Universal Satspace, based in Israel, last week sent a fax to Kenya's acting postmaster-general, Ken Oluoch, informing him of the suspension. More than $12.4m is owed to the service provider.

Oluoch said yesterday it was a government matter, and that the contract had not been signed with Postal Corporation Kenya (PCK), but with the ministry responsible for postal services.

Satspace has now filed a claim in London, through its attorneys Mills & Reeve, claiming the money. It says Kenya's government has defaulted on payment since May last year.

According to Nairobi newspaper The Nation, the Satspace project is among 18 contracts the Kenyan government stopped paying for at the height of the Anglo Leasing scandal in August last year.

The scandal was brought to light by former secretary for governance and ethics, John Githongo, who had previously headed Transparency International in Kenya.
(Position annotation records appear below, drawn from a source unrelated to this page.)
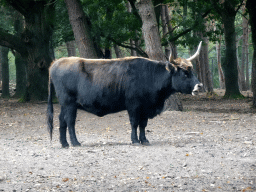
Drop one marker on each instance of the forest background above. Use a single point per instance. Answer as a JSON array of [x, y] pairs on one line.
[[35, 32]]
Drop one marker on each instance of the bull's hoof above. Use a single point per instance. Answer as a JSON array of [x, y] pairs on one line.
[[136, 143], [145, 142], [76, 144], [65, 145]]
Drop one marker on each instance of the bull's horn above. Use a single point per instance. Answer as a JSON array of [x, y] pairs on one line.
[[197, 52], [171, 56]]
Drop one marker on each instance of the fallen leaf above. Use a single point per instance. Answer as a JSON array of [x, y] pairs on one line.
[[65, 179], [247, 189]]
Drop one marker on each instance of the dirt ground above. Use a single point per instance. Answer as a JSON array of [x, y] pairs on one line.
[[210, 146]]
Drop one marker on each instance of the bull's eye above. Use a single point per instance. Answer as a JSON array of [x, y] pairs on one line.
[[186, 74]]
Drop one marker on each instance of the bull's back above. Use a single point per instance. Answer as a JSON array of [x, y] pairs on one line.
[[95, 86]]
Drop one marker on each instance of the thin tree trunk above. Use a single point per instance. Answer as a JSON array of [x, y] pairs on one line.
[[250, 5], [221, 75], [21, 75], [153, 44], [81, 29], [230, 62], [165, 29], [132, 42], [208, 75], [241, 78], [118, 51], [245, 68], [71, 48], [150, 30], [20, 63], [5, 71]]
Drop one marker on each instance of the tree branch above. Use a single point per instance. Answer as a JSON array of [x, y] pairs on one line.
[[19, 5], [12, 41], [138, 49], [189, 29]]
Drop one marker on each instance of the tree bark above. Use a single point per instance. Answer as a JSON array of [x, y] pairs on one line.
[[20, 63], [230, 62], [71, 48], [153, 44], [21, 76], [33, 44], [81, 29], [5, 71], [165, 28], [118, 51], [251, 6], [150, 30], [207, 73], [221, 75], [244, 67]]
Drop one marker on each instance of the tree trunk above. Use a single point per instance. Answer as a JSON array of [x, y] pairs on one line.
[[118, 51], [221, 75], [39, 23], [165, 28], [150, 30], [245, 51], [5, 71], [21, 77], [71, 48], [230, 62], [207, 73], [20, 63], [153, 44], [251, 5], [173, 47], [34, 44], [81, 29]]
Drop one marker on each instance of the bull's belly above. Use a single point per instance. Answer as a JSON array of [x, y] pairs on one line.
[[100, 109]]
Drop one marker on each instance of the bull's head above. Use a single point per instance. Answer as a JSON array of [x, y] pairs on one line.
[[183, 79]]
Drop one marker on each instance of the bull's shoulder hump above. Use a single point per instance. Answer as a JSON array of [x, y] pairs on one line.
[[71, 61]]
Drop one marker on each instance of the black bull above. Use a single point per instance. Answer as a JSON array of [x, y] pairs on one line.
[[138, 85]]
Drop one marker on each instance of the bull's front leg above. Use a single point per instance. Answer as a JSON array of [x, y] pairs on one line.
[[143, 123], [134, 125], [70, 117], [63, 128]]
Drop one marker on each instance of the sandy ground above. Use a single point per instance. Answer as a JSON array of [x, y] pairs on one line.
[[210, 146]]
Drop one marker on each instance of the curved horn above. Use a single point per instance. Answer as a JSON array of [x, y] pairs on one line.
[[171, 56], [197, 52]]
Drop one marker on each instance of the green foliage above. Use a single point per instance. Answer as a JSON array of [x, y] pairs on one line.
[[111, 21]]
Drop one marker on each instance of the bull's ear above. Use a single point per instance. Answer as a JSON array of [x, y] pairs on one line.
[[171, 56], [170, 67], [167, 67]]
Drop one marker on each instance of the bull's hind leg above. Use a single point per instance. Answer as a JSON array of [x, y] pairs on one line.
[[143, 123], [70, 117], [63, 128]]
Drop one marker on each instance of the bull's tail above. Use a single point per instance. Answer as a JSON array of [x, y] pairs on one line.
[[50, 108]]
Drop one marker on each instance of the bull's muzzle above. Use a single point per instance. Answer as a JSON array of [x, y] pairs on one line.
[[197, 89]]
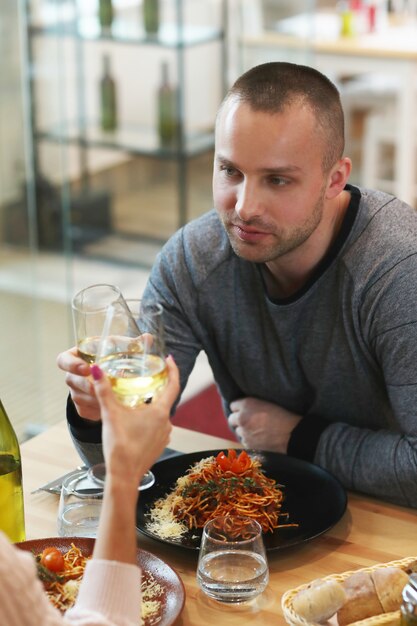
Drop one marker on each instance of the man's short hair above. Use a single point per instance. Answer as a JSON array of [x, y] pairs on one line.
[[272, 87]]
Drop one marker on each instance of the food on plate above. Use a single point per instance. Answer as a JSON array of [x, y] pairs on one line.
[[320, 600], [228, 484], [61, 574], [371, 593]]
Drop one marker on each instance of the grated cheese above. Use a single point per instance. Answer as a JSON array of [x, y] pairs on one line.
[[150, 608], [163, 522]]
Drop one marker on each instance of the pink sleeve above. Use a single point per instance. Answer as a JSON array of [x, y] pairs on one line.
[[113, 587]]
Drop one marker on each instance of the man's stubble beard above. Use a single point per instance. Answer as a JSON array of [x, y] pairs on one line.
[[251, 252]]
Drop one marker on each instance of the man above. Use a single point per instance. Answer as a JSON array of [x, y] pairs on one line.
[[299, 287]]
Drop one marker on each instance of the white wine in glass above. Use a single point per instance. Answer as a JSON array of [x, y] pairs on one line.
[[132, 351], [132, 355]]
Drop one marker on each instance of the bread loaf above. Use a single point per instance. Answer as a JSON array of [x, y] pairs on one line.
[[362, 600], [372, 593], [319, 601], [389, 583]]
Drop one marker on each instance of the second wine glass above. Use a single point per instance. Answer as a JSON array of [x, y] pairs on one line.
[[131, 353]]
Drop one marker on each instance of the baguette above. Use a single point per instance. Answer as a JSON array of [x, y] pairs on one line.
[[372, 593], [319, 601]]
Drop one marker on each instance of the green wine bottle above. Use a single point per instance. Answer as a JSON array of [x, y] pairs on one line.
[[105, 13], [167, 109], [151, 16], [12, 517], [108, 98]]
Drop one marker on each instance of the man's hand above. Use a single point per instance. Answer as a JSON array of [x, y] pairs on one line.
[[262, 425], [81, 388]]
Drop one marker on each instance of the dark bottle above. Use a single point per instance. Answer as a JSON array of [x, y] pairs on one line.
[[108, 98], [105, 13], [12, 518], [151, 16], [167, 109]]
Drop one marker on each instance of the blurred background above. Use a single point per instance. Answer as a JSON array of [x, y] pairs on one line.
[[107, 111]]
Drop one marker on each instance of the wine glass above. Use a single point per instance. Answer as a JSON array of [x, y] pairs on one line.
[[89, 307], [131, 353]]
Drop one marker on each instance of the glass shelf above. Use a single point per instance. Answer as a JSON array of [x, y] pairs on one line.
[[124, 31], [129, 138]]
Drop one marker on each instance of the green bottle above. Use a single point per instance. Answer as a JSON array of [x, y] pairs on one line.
[[151, 16], [108, 98], [105, 13], [167, 109], [12, 517]]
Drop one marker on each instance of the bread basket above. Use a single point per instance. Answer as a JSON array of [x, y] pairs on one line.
[[385, 619]]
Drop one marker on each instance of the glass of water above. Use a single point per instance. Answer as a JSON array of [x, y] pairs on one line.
[[232, 563], [79, 506]]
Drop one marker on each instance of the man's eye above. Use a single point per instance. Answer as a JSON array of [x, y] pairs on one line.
[[229, 171], [278, 180]]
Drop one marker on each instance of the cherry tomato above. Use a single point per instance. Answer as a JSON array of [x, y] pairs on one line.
[[231, 454], [232, 462], [223, 461], [241, 464], [52, 559]]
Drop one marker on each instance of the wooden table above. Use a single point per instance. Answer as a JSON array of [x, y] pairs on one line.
[[370, 532], [393, 51]]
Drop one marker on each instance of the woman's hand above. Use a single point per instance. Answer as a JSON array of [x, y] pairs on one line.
[[133, 438], [81, 388]]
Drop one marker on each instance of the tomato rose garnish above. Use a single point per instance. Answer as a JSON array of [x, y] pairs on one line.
[[52, 559], [232, 462]]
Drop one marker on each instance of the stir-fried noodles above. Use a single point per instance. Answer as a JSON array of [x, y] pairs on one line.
[[219, 486]]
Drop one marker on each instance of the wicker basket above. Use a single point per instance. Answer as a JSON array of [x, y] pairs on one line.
[[385, 619]]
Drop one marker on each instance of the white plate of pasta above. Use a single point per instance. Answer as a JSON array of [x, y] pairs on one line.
[[163, 593], [294, 501]]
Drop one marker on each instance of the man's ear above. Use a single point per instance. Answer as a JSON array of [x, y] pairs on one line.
[[338, 177]]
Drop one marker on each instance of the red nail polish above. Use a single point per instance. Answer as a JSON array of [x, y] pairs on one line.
[[96, 372]]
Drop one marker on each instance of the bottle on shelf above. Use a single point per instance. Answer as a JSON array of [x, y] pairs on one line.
[[151, 16], [108, 99], [12, 517], [105, 13], [168, 121]]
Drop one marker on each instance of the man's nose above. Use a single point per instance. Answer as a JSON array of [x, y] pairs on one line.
[[247, 201]]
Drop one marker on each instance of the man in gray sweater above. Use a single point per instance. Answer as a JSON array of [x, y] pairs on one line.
[[300, 288]]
He resigned in February last year after he uncovered massive looting and grand corruption involving top government officials.

After five quarterly instalments of $1.12m were missed, the whole amount due to Satspace plus the interest became due. According to a source close to the project, the entire contracting process with the Kenyan government was clean and "there was nothing untoward about it. "The government is simply using it as an excuse not to honour its commitments." The Kenyan government signed the contract in July 2002 to modernise and upgrade the country's postal network -- making its system a model for the continent.

The contract had two main elements: first, the provision of bandwidth and network management to link all the PCK post offices to include the internet telephone and fax system which would be an essential management tool for the running of the post office network. It also enabled the provision of cheaper fax and high-speed Internet access than what was offered at Internet cafes.

In April 2004, the communication commission of Kenya said of the project's final inception report: "This is a government project, with ministries of transport and communications, and finance being the two ministries involved."

Universal Satspace CEO Abraham Ziv-Tal said yesterday from Tel-Aviv that the Kenyan government was using the "corruption" angle as an excuse. "It simply does not suit them to pay. Our system worked perfectly for the PCK for two years.

"The tendering and contracting for this project was exemplary. Now people are going to suffer because as of midnight, they will no longer have a service they have got used to and come to expect as their right.

"I hope that we will win our claim when it comes to court. But of course, nothing is assured. It will be a tragedy for Kenya in the long term if we do not win, because nobody will then be willing to enter into any sort of contractual agreement with the Kenyan government," he said.

The Satspace dispute is not the only contractual matter Kenya faces. Earlier this month the government, which has been defending a lawsuit in the Hague which involves, as The Nation describes, another Anglo Leasing-like project, lost a court application to stop an order for seizure of the Kenyan embassy in the Netherlands, if it did not make good on a military contract worth $37,2m.

The Nation ran a feature two weeks ago outlining a new initiative planned by the post office, in which it had teamed up with Afripayments, a local company with international partners, to launch a new service for rapid money transfers.

The article says: "To PCK, the new service means that it has now found a more profitable use for its two-year-old countrywide Vsat (very small aperture terminals) based internet link, a service that it is providing almost as a giveaway."